According to the 2022 M&A report, despite the ongoing challenge posed by the Covid-19 pandemic and geopolitical tensions in South Asia, the market is showing strong signs of recovery. M&A volumes hit an all-time high in 2021 with more than 80 deals worth more than $75 million. The increase in investment can be partly attributed to Indian government policies such as the productivity-linked incentive program introduced under the Ease of Doing Business initiative. 
Thanks to the great interest of foreign buyers, the Indian market for mergers and acquisitions also did well (the US accounted for 35 percent of invested dollars). India’s economy is set for strong growth in 2022 – The IMF has forecast GDP growth of 8.2 percent in 2022, making it the fastest growing major economy and double the expected growth rate of China.
With a total of 174 deals in Q1 2022 (up 28% year-on-year), the stage is set for India’s M&A market to witness strong technology-driven performance. This would make the M&A management process more efficient and powerful. For example, sellers are seeing in real-time how artificial intelligence and machine learning are automating many of the time-consuming parts of M&A—from preparation and marketing to due diligence on both the sell-side and the buy-side. 

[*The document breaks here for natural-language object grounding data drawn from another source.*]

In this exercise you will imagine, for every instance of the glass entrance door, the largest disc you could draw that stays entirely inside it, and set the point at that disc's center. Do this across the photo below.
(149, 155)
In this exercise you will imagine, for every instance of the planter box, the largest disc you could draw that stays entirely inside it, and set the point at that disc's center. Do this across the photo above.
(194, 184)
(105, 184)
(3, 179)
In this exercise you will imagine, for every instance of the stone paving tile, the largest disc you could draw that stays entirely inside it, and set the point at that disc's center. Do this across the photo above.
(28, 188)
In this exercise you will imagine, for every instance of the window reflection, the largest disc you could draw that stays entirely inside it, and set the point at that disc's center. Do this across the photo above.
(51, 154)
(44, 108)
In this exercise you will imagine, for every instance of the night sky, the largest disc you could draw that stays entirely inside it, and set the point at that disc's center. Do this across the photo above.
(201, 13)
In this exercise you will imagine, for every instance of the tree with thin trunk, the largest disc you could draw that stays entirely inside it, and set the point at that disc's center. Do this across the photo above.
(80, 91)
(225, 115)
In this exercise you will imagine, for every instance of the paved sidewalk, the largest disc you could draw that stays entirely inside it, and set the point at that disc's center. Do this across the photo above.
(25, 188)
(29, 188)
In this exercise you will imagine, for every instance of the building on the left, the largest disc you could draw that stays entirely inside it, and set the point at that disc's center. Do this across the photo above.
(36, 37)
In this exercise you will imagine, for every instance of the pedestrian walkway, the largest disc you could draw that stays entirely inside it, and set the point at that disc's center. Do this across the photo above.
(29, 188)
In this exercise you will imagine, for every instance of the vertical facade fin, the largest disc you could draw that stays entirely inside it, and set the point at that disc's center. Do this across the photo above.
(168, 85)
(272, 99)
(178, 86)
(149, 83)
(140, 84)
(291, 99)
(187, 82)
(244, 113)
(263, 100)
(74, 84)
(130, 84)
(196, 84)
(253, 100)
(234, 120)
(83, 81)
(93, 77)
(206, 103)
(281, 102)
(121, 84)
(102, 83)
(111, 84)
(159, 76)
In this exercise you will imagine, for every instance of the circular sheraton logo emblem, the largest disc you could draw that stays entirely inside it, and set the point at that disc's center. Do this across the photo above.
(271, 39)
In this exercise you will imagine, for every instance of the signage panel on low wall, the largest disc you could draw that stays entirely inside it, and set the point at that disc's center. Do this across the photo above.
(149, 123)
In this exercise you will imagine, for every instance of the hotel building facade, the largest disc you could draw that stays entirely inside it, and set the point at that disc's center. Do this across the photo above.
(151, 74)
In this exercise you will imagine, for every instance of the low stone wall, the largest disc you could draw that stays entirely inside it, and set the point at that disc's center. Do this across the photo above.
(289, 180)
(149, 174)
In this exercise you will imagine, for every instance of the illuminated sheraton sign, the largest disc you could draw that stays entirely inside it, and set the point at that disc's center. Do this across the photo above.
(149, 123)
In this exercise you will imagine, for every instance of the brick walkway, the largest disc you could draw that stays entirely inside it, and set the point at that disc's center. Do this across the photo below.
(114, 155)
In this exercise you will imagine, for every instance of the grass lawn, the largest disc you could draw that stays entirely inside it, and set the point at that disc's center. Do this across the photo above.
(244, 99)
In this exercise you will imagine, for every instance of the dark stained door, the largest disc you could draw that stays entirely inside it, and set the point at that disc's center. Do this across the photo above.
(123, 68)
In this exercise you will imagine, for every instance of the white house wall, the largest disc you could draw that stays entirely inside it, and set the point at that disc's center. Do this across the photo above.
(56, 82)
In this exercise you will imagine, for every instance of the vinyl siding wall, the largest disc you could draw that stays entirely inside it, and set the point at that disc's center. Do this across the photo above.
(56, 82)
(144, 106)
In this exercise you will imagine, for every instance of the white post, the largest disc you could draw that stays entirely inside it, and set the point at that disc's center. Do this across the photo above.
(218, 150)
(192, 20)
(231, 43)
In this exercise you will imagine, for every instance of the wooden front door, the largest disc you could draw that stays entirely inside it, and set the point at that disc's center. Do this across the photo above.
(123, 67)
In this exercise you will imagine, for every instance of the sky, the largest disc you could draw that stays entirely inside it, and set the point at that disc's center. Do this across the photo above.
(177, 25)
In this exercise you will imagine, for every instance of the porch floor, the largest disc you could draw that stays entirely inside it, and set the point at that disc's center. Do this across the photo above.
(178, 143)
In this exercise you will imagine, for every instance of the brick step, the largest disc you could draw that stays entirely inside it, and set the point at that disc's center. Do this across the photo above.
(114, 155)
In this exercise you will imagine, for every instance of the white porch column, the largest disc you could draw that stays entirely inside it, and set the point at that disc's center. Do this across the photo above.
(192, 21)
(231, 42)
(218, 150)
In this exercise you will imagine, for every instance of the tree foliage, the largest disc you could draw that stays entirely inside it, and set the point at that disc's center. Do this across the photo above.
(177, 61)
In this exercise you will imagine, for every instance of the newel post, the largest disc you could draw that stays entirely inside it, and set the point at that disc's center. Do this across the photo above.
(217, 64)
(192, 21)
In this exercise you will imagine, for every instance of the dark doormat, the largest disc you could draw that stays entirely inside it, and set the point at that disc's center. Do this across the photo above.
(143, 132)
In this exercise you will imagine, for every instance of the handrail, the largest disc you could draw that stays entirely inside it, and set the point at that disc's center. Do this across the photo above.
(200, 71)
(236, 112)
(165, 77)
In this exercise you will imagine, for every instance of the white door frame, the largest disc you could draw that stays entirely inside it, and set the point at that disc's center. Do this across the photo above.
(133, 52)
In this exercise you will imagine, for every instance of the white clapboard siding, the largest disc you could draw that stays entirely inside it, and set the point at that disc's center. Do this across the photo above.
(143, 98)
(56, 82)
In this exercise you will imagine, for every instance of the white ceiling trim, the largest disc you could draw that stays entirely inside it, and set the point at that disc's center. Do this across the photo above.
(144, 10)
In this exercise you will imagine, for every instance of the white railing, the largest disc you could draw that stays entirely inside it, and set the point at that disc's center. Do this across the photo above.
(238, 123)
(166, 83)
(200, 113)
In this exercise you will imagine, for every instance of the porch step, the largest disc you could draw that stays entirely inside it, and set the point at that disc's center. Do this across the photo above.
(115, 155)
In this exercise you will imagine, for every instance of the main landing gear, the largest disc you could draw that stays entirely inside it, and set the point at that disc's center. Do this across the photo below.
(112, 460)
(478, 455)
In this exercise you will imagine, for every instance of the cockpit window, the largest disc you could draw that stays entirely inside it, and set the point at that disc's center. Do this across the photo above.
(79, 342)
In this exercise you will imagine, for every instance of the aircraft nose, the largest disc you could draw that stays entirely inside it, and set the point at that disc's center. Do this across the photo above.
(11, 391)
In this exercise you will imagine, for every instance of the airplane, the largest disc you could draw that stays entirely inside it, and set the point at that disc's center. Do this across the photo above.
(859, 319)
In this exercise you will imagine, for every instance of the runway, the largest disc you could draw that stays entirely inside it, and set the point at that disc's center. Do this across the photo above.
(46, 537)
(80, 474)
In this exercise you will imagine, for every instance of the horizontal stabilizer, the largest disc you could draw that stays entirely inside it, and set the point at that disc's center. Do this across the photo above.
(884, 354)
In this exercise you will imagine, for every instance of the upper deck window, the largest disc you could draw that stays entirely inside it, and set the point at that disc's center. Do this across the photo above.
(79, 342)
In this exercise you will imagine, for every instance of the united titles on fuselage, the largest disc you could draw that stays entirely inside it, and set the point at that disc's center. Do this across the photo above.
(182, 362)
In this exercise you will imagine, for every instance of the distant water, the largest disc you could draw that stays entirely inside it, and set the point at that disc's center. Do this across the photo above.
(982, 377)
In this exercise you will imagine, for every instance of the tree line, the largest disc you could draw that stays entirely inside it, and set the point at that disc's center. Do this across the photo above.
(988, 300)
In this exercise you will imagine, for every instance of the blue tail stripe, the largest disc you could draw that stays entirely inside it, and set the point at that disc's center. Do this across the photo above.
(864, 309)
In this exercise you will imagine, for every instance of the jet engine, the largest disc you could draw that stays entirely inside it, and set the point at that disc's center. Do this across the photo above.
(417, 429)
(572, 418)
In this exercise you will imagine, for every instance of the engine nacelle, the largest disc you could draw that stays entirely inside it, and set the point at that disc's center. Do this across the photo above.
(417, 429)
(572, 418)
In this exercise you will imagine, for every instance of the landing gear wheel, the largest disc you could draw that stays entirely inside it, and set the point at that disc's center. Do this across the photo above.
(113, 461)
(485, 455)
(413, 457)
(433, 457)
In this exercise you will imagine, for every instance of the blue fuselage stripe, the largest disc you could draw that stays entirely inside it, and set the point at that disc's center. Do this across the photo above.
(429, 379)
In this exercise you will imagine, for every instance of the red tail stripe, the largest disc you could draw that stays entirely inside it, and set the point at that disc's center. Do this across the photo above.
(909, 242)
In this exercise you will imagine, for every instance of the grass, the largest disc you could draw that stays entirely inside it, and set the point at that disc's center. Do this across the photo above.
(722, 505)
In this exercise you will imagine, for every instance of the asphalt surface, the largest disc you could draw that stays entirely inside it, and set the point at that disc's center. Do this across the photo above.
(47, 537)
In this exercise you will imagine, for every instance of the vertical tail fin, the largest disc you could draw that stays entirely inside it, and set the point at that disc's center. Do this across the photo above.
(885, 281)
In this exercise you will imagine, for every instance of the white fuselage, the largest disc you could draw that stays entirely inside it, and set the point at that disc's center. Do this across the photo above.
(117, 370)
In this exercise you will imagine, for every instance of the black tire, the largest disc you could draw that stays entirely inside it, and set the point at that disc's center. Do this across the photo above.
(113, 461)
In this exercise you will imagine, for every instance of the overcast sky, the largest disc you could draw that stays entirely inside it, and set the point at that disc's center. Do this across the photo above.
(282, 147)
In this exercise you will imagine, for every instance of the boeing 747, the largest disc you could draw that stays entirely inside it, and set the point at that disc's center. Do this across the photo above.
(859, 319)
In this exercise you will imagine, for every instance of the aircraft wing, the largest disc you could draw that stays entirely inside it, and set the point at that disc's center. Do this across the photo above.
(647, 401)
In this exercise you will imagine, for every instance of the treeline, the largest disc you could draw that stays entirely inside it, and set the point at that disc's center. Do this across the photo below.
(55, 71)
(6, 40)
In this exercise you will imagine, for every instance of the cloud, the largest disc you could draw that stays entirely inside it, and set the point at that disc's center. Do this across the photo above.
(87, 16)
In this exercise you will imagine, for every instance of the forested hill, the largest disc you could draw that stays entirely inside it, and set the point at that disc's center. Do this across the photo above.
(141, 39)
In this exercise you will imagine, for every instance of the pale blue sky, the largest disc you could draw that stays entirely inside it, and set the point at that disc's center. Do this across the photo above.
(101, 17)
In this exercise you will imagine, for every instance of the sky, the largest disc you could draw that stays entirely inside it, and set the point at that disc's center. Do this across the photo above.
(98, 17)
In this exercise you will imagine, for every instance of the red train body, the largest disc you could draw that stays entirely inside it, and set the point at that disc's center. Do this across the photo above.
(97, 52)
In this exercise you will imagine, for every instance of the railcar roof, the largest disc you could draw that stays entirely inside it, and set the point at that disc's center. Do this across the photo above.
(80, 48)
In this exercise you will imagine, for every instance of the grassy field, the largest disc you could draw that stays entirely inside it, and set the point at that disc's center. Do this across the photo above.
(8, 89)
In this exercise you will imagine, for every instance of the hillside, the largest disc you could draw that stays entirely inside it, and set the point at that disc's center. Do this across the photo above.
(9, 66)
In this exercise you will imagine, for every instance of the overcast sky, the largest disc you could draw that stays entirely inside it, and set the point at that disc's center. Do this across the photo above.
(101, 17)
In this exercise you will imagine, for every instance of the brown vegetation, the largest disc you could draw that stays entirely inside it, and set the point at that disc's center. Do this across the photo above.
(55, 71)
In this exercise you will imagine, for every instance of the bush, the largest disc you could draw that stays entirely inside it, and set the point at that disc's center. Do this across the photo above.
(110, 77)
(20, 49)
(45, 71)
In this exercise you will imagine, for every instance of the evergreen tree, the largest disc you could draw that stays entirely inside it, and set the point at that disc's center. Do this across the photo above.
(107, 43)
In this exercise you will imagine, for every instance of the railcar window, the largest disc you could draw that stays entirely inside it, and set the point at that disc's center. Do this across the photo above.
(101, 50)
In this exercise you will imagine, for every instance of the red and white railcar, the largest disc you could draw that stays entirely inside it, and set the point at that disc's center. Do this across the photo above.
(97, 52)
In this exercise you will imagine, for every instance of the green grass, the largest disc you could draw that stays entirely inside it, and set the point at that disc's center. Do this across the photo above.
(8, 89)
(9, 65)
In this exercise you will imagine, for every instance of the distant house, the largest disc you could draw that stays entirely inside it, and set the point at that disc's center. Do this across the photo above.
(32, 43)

According to Data site, a leading provider of SaaS technologies to the M&A industry worldwide, deal activity from January to May 2022 shows that companies continue to invest in technology acquisitions as they undertake digital transformations accelerated by Covid-19. Trading on the Datasite platform shows that new global TMT projects rose 18 percent worldwide in the first quarter.
The median time to open and close a new deal or asset sale or merger at Data site increased five percent year-over-year this year, while deal preparation time is also increasing, up 31 percent over the same period. This means that many vendors are “ready” but have not yet launched their projects. 
Source: VCC Edge
If handled properly, mergers and acquisitions can be a powerful means of propelling a business to greater profitability. Businesses should be cognizant of the abovementioned factors discussed before taking the M&A leap, to ensure sustainable and stable growth projections for their future.
It can be fairly concluded that mergers and acquisitions are powerful means to propel a business to greater profitability, if dealt with properly. Businesses should be cognizant of the abovementioned factors discussed before taking the M&A leap, to ensure a sustainable and stable growth projections for their future.